Les fonds de pension, c'est quoi ?
Ce sont des fonds complémentaires de retraite, pour lesquels chaque salarié
pourrait cotiser sa vie durant. Les sommes récoltés sont jouées
en bourse par l'entreprise dans laquelle vous travaillez ou par une société
privée (type compagnie d'assurance ou banque). Et lorsque vous arrivez
à l'âge de la retraite, les fonds doivent vous verser une pension...
L'objectif officiel de l'Etat et du patronat, c'est d'obliger les salariés à compléter, par capitalisation, une retraite dont le montant sera de plus en plus réduit à l'avenir. Le montant de la retraite ne dépendra alors plus des dernières fiches de paie. Il ne sera pas non plus indexé sur les salaires ou sur les prix. Il dépendra du succès avec lequel on aura fait "fructifier" cette épargne. En effet leur gestion serait confiée à des organismes privés, chargés de les placer en bourse pour en obtenir le meilleur rendement ce qui reviendra à jouer sa retraite en bourse.
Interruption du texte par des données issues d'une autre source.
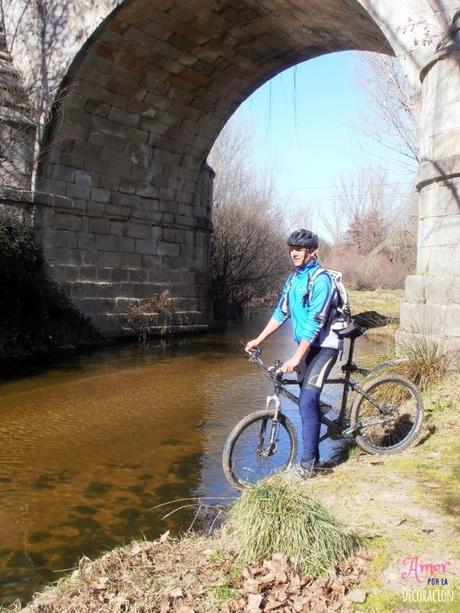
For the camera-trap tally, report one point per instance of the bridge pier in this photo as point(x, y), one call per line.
point(432, 296)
A qui est-ce que ça profite réellement
?
Les salariés n'ont à peu près
rien à y gagner qu'une précarisation
accrue de leur retraite. Denis Kessler, n°2 du Medef, n°1 du lobby des
compagnies d'assurance et véritable idéologue du patronat, ne
cesse depuis des années de réclamer la création de fonds
de pension en France. Les assureurs se frottent
les mains car ils se verraient à coup sûr confier le placement
de cet argent en bourse, et toucheraient des dividendes sur les profits qu'ils
dégageraient. Les patrons se frottent les
mains, car pour confier l'argent de leurs salariés à ces assureurs,
ils pourraient exiger en retour que ces fonds soient placés dans leur
entreprise.
Que se passe-t-il lorsqu'ils sont mis en place ?
Tout d'abord, ils précarisent les retraités,
qui sont à la merci d'une crise financière comme le capitalisme
en crée épisodiquement. Ensuite, ils renforcent
la domination des capitalistes sur les travailleurs. Aux USA, où
il n'y a quasiment pas de régime de retraite, les fonds de pension privatisés
représentent 20 000 milliards de dollars ; en Grande-Bretagne, 7 000
milliards de dollars. Ces masses financières énormes servent à
la spéculation en bourse, en vue de bénéfices
rapides. On connaît la suite : au nom de la productivité, leur
intérêt est de pousser à pressurer les salariés,
pour engranger plus vite davantage de profit
on se souvient des licenciements boursiers
chez Michelin en 1999. On en arrive à des situations où c'est
avec l'argent des grands-parents que l'on exploite plus férocement les
enfants.
Quel va être le prétexte idéologique ? Un échantillon de quelques fumisteries
Gaspillage, insécurité, détournement...
la triste histoire des fonds de pension
Les premiers systèmes de retraite mis en place au début du
19e siècle étaient des systèmes par capitalisation. Avec
la crise monétaire du début des années vingt, de nombreux
épargnants furent ruinés. Idem avec la "grande dépression"
des années 1930. A partir de la fin des années 1930 et surtout
après 1945, à un moment où le mouvement ouvrier était
en position de force, le système par répartition s'est imposé.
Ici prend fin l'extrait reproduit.